Nintendo doubles down on its stance
Nintendo has always had a notoriously strong stance against most of the fan-made games that its iconic IPs have inspired. This stance was highlighted yet again during last year’s Game Awards when AM2R and Pokemon Uranium were mysteriously removed from the list of nominees for Best Fan Creation. The sudden disappearance of the two popular fan-made games caused a stir on social media and reignited debates about Nintendo’s position when it comes to these types of projects. During a recent interview with Waypoint, Nintendo of America President Reggie Fils-Aime doubled down on Nintendo’s stance and explained exactly why Nintendo doesn’t support fan creations past a certain point.
“So, I think there needs to be clarity in what the line is, and, in our view the line is when an initiative crosses from being an homage to something that is monetizing our IP,” Fils-Aime explained. “We allow homages to exist in a variety of different ways. And, for me personally, as a fan before I was an executive, I understand the attraction that you could have to our IP. But, when it transitions to something that…now, you’re trying to monetize, you’re trying to sell, you’re trying to profit off of, that is what broaches or breaks through that line for us, where we have to claim our IP protection.”

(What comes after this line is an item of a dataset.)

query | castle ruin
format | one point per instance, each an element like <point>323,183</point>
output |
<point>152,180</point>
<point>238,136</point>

Waypoint’s Austin Walker was quick to point out that AM2R was free to play and therefore the game’s creator wasn’t actually making any money from it. Fils-Aime explained that despite not making money from the game, AM2R still turned one of Nintendo’s most iconic characters into a commercial product for the sake of a party other than Nintendo. That is where he says Nintendo has to draw the line.
“How do we protect our intellectual property,” he continued. “How do our creators, like Mr. Sakamoto, who created Metroid, and Nintendo control that intellectual property so that we can drive where it’s going, versus someone else driving where it’s going. That’s where the line is very clear for us.”
Nintendo’s stance against these kinds of fan made games can feel a bit disappointing, but it’s still a position that simply makes sense. Nintendo, perhaps more than any of its competitors, is a company defined by its now iconic characters. Any time someone else has control of those narratives and perceptions, Nintendo is taking a bit of a risk. This is the same reason why crossover games like Mario + Rabbids or the presence of Link in Elder Scrolls V: Skyrim for the Nintendo Switch are such rare occurrences.
Fils-Aime explained that Nintendo is more than willing to share its IPs but only in cases where it makes the absolute most sense and also fosters a healthy business relationship between all parties involved. It certainly seems like Nintendo is opening up to the possibility of getting more third parties involved even when it comes to their most iconic characters. We can only hope that this means more fun crossovers in the future.